De norte a sul, as piscinas são o prolongamento diurno e com excesso de cloro de discotecas. Mas não discotecas que usem um som universal, abrangente, transversal a classes e gerações. Não discotecas sensatas no volume e apuradas no gosto. Não. Apenas discotecas dedicadas ao franchise idiota e minimalista das «batidas graves e ensurdecedoras», para usar a definição entusiasta de um jornalista do Público (entre aspas).
Pensa o viajante que o jazz vai bem com água fresca e guarda-sóis? Pensa mal, o esquisito. Bossa nova ou, vá lá, algo caribenho? Nãããã. Um pop/rock sem data? Cota.
O cardápio é simples, tão simples (ou elementar; ou básico, no sentido que a tropa dava ao termo), tão simples que mentes distraídas como a do viajante acreditariam se lhes dissessem que durante a tarde toda apenas uma faixa do CD tinha sido posta a tocar (quando na verdade teria sido toda uma exaustiva e, hum…, complexa, discografia de uma época). O cardápio é e só o prato do dia, de todos os dias e meses do ano. O prato do dia que alimenta um par de gerações como as piores indústrias alimentam porcos – com a diferença de que as «batidas graves e ensurdecedoras» não são um equivalente a ração para engorda, ainda que deixem o utente com o mesmo olhar e curiosidade intelectual de um chouriço espanhol.
Não há espaço para devaneios sonoros nas piscinas nacionais. Não há espaço sequer para relaxar, aliviar stress, dormitar sonhadoramente. O banhista simplesmente tosta ao sol com os pensamentos ao nível adequado (e ali generalizado) dos de um frango de aviário (posto no churrasco) ou dá umas braçadas tentando não seguir o ritmo frenético da banda sonora se quiser chegar sem distensões musculares à noite. Mais sensatamente, o banhista fecha o livro (que por razões insondáveis e também elas estultas julgou poder ler) e foge em pânico para o mais próximo charco de água da chuva que tenha sobrado do Inverno (vulgo rio ou barragem de difícil acesso).

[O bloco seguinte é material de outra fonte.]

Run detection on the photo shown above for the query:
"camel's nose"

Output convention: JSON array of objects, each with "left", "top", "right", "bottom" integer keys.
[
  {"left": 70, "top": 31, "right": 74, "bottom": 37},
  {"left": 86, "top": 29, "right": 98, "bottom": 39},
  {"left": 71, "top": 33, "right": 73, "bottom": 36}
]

Para ser justo, o viajante terá de referir que nem todas as piscinas são geridas como coutadas exclusivas de adolescentes duros de ouvido ou imbecilizados pelas drogas. Há um ou outro tanque onde o público adulto é bem-vindo – sobretudo se tiver acabado de chegar de França para arejar a sua maison sazonal. Tony Carreira e respectiva prole fazem-se ouvir de vez em quando. E também um tipo atento ao zeitgeist económico que canta «já não há papel nem para o WC». E outro que refere (com excitação científica ou enternecimento humanista, não percebi bem) uma qualquer patologia anatómica de um certo buraco que, «coitadinho», apenas serve para urinar.
Nesta altura o viajante tende a partilhar com certos concidadãos de longas barbas e trajes andrajosos que encontra pelo caminho uma visão apocalíptica do mundo. Para distrair, lê o jornal, e encontra então a definição acima citada da actual música de discoteca. Lê o jornal e, enquanto procura o ramo mais alto e resistente de azinheira para deitar a corda, constata que mesmo os festivais de Verão, como o da Zambujeira, já não têm as bandas como «força motriz que faz avançar a máquina». A força motriz, ao que diz o excitado jornalista, é cada vez mais a das «batidas graves e ensurdecedoras» que tencionam transformar os festivais em discotecas ao ar livre – «com remisturas do último single dos Coldplay e tudo»!
*Referência, hum, erudita e criadora de ambiente ao magnífico conto de John Cheever, que deu azo a um swim movie (com Burt Lancaster, se não estou em erro; vá confirmar ao Google, que eu vou nadar.)